The increasing use of robots in hospitality services raises questions about how consumers emotionally respond to these technologies, particularly regarding trust, perceived risk and intention to use. This study aims to address this gap by examining both explicit and implicit emotions and their role in shaping consumer acceptance of robot waiters.
Two studies were conducted: a mixed-method survey with 318 participants analyzed through structural equation modeling and a semantic priming test with 97 participants to capture implicit emotional responses.
Emotions mediate the effects of trust and perceived risk on intention to use. While explicit attitudes toward robots are favorable, implicit results reveal emotional resistance, exposing a gap between conscious and subconscious reactions.
Findings are limited by sample size and context; future research should explore diverse cultural and service settings to test generalizability.
Results guide hospitality managers in designing emotionally engaging robotic experiences and communication strategies to foster consumer acceptance.

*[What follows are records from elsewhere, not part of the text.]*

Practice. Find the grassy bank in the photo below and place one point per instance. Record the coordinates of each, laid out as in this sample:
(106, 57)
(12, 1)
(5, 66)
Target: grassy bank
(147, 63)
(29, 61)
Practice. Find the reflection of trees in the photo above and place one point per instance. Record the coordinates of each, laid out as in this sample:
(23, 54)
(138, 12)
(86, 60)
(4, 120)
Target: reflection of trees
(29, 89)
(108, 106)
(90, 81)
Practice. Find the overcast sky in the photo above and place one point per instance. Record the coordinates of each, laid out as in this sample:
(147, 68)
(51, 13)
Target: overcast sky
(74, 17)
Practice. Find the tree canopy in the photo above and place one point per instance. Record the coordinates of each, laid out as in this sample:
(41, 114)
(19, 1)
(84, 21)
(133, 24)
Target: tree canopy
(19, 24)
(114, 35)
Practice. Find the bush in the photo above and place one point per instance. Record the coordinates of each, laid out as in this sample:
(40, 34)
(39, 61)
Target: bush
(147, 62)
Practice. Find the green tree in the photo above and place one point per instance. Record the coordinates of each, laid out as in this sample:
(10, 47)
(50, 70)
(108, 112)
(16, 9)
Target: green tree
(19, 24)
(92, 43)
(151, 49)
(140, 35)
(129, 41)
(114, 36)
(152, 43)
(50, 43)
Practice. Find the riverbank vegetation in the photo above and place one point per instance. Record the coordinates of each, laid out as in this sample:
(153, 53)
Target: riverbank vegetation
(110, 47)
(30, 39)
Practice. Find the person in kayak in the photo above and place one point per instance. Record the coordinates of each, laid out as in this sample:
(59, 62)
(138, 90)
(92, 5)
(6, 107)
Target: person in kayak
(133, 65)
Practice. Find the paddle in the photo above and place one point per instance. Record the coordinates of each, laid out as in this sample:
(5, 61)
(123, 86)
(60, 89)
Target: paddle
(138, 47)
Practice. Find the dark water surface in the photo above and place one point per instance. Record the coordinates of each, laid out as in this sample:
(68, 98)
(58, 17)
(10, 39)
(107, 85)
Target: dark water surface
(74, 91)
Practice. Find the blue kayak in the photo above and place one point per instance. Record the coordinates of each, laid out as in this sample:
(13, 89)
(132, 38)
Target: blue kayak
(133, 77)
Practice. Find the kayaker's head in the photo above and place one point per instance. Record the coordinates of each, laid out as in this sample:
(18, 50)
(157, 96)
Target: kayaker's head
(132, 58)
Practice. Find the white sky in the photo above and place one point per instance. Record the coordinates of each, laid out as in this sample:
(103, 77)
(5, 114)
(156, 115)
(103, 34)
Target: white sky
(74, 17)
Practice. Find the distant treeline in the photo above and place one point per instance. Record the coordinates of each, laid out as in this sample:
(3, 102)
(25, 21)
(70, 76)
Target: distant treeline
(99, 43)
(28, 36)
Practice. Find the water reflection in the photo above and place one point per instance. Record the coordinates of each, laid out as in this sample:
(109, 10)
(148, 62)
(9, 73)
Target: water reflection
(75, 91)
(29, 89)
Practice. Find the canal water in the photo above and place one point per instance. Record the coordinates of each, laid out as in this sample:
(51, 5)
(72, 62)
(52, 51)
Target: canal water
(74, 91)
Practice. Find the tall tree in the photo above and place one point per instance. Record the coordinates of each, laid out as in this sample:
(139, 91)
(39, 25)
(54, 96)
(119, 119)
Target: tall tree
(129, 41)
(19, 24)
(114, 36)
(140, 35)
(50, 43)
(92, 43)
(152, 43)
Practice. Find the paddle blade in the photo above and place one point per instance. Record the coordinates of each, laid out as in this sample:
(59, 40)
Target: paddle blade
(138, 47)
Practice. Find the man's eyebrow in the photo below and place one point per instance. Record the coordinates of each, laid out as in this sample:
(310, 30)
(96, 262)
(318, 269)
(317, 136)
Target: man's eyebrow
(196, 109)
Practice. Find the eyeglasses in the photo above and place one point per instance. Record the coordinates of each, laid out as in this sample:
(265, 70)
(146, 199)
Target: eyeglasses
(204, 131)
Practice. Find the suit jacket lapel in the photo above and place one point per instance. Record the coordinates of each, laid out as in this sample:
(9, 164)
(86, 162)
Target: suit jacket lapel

The study informs debates on automation, consumer trust and the balance between efficiency and human connection in services.
By combining explicit and implicit measures, the research offers a novel view of emotional dynamics in adopting service robots, advancing hospitality and consumer behavior literature. This study offers a threefold contribution: it applies semantic priming within a mixed-methods approach, uses it to measure anticipatory emotions and transfers this methodological application to a context that remains largely unexplored, namely, the restaurant sector.